Thursday, May 7, 2015

Herxing With Lyme

What is herxing?  The first time that I heard that word, I thought that it sounded made up.  Come to think of it, a lot of things about this disease sound pretty impossible.  But herxing is a symptom of Lyme disease.  The bacteria that cause Lyme disease produce a toxin that is poison to your neurological system.  This toxin is especially severe when the bacteria die off during treatment with antibiotics.  In other words, when the bacteria die off , you will actually feel more severe pain and other symptoms (in stead of feeling better). This is a temporary condition that may last for several weeks.  You may be experiencing new symptoms as the bacteria die off and your body becomes overwhelmed by this toxin overload to your organs.

There are some things that can help your body and lighten this toxin overload.  Warm water soaks with a combination of baking soda, Epsom salts, and hydrogen peroxide can ease aching muscles. Fish oil supplements can help tendons, joints, and nerves.  Alka-seltzer Gold can neutralize some of the toxic effects and lesson the symptoms.  Lemon juice and water first thing in the morning will help with the morning stiffness.  A small dose of children's liquid allergy medicine can help with sleep issues as well as with histimines.

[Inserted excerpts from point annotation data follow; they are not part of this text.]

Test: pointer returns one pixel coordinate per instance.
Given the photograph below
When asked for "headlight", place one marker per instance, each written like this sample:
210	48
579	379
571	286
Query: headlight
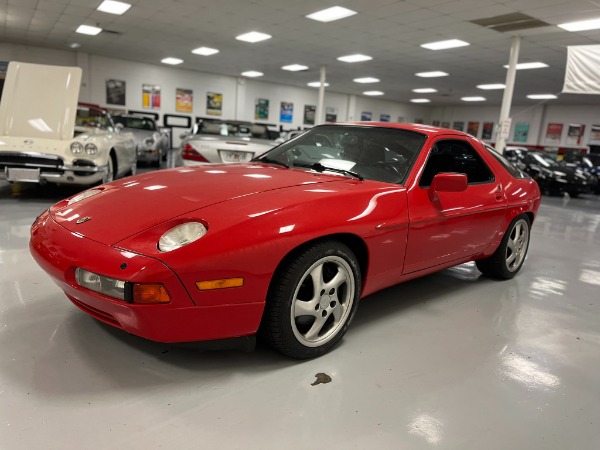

For me, this kind of pain was horrible at night.  It was excruciating.  Just when I wanted to sleep, the pain would get worse.  It would often wake me from a sound sleep.  In the morning, it was more pain and stiffness.  A hot shower brought temporary relief.  It took forever to dress myself, and I sometimes needed help just to pull a shirt over my head or put on shoes.  I couldn't turn the doorknob to leave the house without help.  I was constantly dropping things because my hands would suddenly let go without warning.  I felt like a 90 year old lady.  I swelled up like a balloon.  I had swollen lymph nodes throughout my body.  I started to gain weight due to fluid retention.  I had cellulite forming on my arms legs and belly due to this toxic build up.  My eyes where rimmed in red swelling.  My feet swelled and I could barely walk. It felt as if I was dying.

Somehow, I made it through all of that, and now I am improving.  I still get tired.  I am not completely well or symptom-free yet.